Maj. Gillham goes to a "new" theater

In this letter Maj. Gillham tells of his visit to a newly renovated theater in the Ginza district.  It's interesting to note that vaudeville is still in fashion and that he uses the word "camp," which was coined in the 1910s and probably had the same meaning then that it has now.

25 Mar 46

Dearest Lovely,

Have just returned from the Ernie Pyle Theatre which is about two blocks from here.  They took over one of the best Japanese theatres and renovated it.  It is now a first-class place.  They have a vaudeville and picture, just like up town, no camp theatre stuff.  Everything here is always free -- trains, shows, refreshments, etc.  It is going to startle me when I have to pay for something again.

You have been very sweet and faithful about writing to me ever since I left.  When I don't get mail, I know it isn't because you haven't written, but just because the mail hasn't come thru.  This last batch of mail I received certainly did me a lot of good.
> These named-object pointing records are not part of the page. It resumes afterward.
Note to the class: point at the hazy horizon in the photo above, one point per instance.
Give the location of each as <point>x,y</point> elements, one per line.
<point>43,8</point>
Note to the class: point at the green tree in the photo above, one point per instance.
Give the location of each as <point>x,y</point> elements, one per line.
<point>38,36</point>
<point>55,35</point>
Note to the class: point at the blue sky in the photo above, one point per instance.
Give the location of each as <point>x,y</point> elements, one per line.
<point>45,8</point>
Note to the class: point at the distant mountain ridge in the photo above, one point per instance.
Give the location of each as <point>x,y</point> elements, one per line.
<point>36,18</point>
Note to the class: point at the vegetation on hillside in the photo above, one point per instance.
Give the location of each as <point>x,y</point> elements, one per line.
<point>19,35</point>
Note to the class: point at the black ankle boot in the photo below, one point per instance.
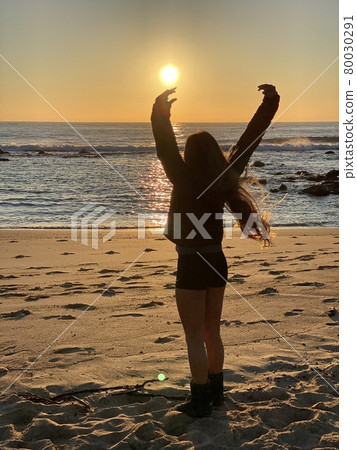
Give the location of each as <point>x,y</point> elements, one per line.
<point>217,388</point>
<point>200,403</point>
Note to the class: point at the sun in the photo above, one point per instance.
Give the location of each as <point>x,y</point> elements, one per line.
<point>169,74</point>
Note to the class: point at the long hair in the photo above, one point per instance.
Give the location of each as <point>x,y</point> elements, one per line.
<point>204,156</point>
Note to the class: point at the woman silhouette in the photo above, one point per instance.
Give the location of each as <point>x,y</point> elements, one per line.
<point>205,180</point>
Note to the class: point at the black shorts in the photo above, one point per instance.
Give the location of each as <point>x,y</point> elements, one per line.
<point>193,272</point>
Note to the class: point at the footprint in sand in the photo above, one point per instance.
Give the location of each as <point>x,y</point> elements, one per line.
<point>55,272</point>
<point>276,272</point>
<point>69,285</point>
<point>34,298</point>
<point>59,317</point>
<point>306,257</point>
<point>79,306</point>
<point>164,340</point>
<point>294,312</point>
<point>16,315</point>
<point>238,278</point>
<point>109,293</point>
<point>66,350</point>
<point>268,291</point>
<point>107,271</point>
<point>151,304</point>
<point>330,300</point>
<point>255,322</point>
<point>128,315</point>
<point>227,323</point>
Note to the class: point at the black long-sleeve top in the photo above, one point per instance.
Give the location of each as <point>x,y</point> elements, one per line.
<point>185,208</point>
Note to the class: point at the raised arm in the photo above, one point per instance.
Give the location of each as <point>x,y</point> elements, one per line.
<point>241,152</point>
<point>166,145</point>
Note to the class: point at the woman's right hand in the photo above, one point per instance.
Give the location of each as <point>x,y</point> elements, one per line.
<point>268,90</point>
<point>163,104</point>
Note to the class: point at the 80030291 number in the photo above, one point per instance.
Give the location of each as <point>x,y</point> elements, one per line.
<point>348,45</point>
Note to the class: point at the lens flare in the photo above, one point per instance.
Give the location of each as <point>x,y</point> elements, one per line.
<point>169,74</point>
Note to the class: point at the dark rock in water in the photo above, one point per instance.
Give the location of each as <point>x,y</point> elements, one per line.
<point>332,175</point>
<point>281,188</point>
<point>315,177</point>
<point>84,152</point>
<point>318,190</point>
<point>303,173</point>
<point>332,186</point>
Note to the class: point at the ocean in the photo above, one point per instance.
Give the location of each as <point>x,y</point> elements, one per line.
<point>48,172</point>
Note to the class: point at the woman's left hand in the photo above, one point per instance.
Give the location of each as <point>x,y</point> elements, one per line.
<point>163,104</point>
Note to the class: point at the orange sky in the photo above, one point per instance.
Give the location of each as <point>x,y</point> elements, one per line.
<point>100,61</point>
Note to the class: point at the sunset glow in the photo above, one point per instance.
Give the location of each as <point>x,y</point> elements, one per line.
<point>169,74</point>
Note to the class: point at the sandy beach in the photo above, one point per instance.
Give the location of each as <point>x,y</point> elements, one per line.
<point>80,319</point>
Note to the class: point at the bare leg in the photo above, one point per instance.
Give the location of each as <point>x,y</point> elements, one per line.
<point>214,345</point>
<point>191,305</point>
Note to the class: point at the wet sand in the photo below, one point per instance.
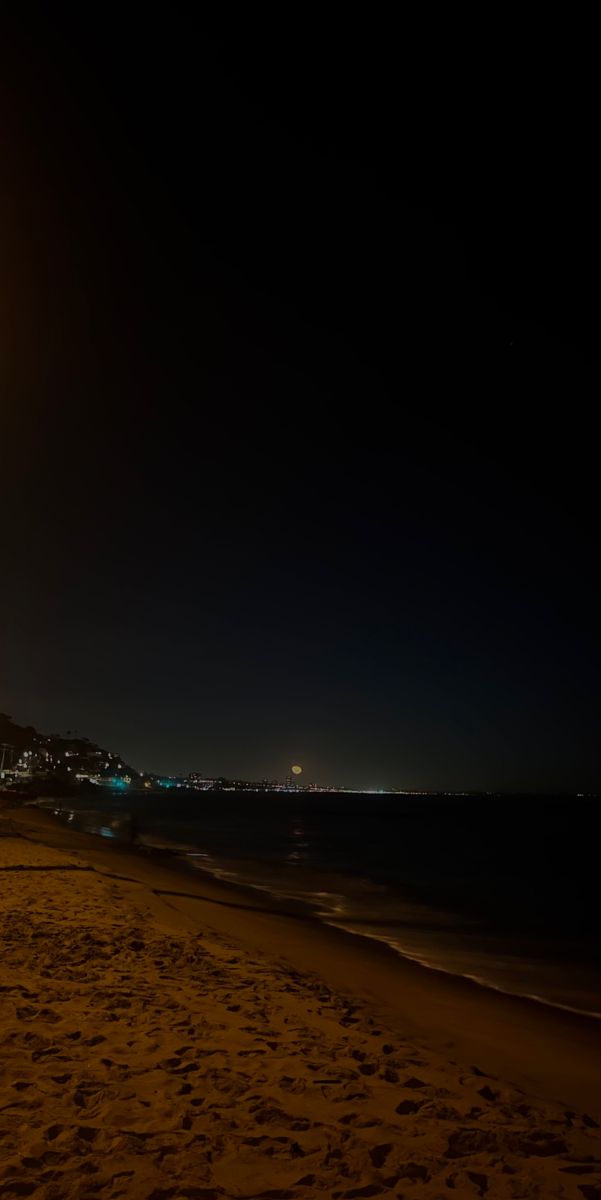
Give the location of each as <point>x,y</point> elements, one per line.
<point>166,1035</point>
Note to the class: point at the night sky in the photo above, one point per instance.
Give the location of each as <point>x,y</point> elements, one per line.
<point>299,376</point>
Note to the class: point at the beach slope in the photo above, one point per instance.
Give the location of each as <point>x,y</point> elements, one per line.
<point>146,1053</point>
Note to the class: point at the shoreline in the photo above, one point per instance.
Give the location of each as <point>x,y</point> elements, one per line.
<point>176,858</point>
<point>550,1050</point>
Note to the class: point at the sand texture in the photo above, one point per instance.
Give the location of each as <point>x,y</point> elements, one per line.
<point>142,1056</point>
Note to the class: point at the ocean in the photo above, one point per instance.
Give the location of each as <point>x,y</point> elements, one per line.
<point>499,889</point>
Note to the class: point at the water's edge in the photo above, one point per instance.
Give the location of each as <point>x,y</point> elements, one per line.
<point>314,907</point>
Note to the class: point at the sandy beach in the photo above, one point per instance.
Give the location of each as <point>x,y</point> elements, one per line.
<point>162,1035</point>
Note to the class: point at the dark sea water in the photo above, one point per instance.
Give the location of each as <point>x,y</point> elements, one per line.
<point>500,889</point>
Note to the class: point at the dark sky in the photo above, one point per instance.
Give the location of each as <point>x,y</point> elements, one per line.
<point>300,401</point>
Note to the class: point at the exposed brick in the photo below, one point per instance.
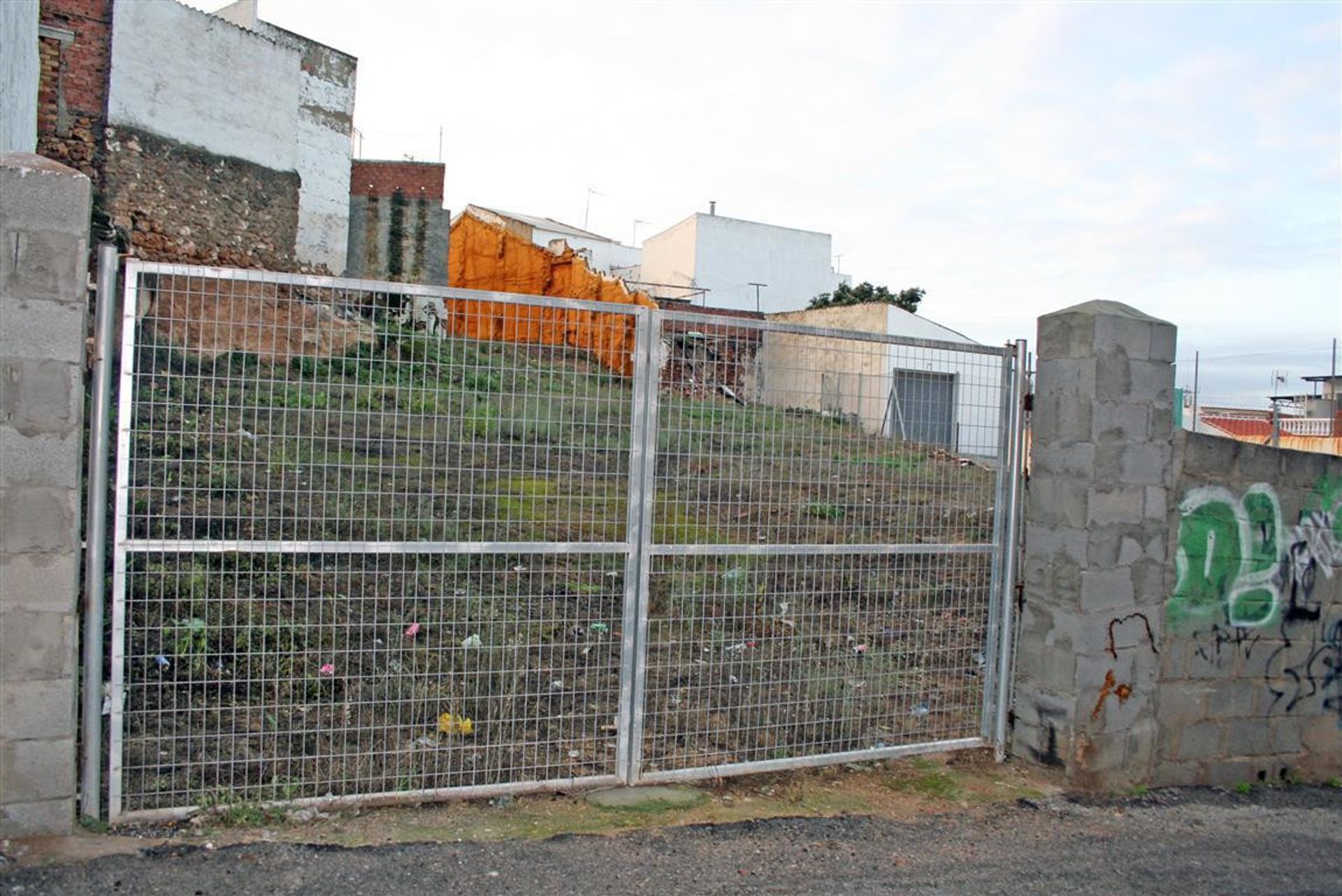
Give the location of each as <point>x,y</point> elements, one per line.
<point>383,179</point>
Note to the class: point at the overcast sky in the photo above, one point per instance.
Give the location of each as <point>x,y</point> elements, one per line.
<point>1009,159</point>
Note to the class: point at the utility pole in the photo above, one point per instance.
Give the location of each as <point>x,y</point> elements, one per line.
<point>587,210</point>
<point>1196,357</point>
<point>757,294</point>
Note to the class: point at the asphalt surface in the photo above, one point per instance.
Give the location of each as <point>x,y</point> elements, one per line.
<point>1187,843</point>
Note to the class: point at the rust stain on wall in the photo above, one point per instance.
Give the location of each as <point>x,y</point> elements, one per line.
<point>490,258</point>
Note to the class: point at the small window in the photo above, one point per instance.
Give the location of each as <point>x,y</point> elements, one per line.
<point>923,407</point>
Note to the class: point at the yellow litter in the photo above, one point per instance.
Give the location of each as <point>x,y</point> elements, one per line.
<point>449,723</point>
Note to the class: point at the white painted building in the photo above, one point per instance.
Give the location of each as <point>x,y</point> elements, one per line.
<point>17,75</point>
<point>939,396</point>
<point>238,86</point>
<point>726,255</point>
<point>603,254</point>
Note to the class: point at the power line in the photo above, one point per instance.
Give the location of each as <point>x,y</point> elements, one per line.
<point>1292,353</point>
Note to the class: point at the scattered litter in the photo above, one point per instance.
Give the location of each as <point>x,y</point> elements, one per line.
<point>449,723</point>
<point>735,575</point>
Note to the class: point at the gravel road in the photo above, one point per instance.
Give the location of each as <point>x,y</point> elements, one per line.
<point>1178,841</point>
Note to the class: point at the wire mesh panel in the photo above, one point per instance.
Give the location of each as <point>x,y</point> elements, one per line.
<point>368,541</point>
<point>824,510</point>
<point>376,540</point>
<point>781,656</point>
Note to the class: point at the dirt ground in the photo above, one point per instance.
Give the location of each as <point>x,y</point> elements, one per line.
<point>951,824</point>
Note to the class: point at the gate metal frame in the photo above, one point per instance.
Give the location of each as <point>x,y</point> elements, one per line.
<point>1003,550</point>
<point>637,547</point>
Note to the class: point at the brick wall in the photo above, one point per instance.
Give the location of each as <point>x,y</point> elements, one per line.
<point>73,83</point>
<point>175,201</point>
<point>382,179</point>
<point>180,203</point>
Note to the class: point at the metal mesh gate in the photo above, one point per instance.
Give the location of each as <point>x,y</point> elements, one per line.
<point>377,541</point>
<point>816,586</point>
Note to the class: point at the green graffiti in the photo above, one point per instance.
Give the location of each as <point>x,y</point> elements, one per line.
<point>1208,561</point>
<point>1228,554</point>
<point>1260,512</point>
<point>1327,499</point>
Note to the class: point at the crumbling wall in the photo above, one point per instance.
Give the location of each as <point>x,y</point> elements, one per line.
<point>179,203</point>
<point>490,258</point>
<point>210,317</point>
<point>1183,596</point>
<point>1251,662</point>
<point>204,141</point>
<point>398,226</point>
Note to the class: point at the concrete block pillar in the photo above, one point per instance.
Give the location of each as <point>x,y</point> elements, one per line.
<point>1097,545</point>
<point>43,290</point>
Hammers are ringing everywhere around here.  The tempo of reconstruction is increasing.  It is interesting to watch a city come back to life after such devastation.  I can see a great difference since I got here.

 I love you, my darling.  I can't write it as well as you do, but I love you just the same.


P.S.  The radio is playing "Goodnight Sweetheart"


The Ernie Pyle Theater was originally called the Takarazuka Theater, which was built in 1934 and was the premiere movie theater and showplace in the Ginza.  It was renamed after the Allies occupied Japan and was named for Ernie Pyle, a Pulitzer Prize-winning journalist and war correspondent who had been killed in action during the war in the Pacific.  The theater reverted to the old name when the Occupation ended in 1955, and the structure was torn down in 1998 and replaced by another theater in ground floors of a new office building.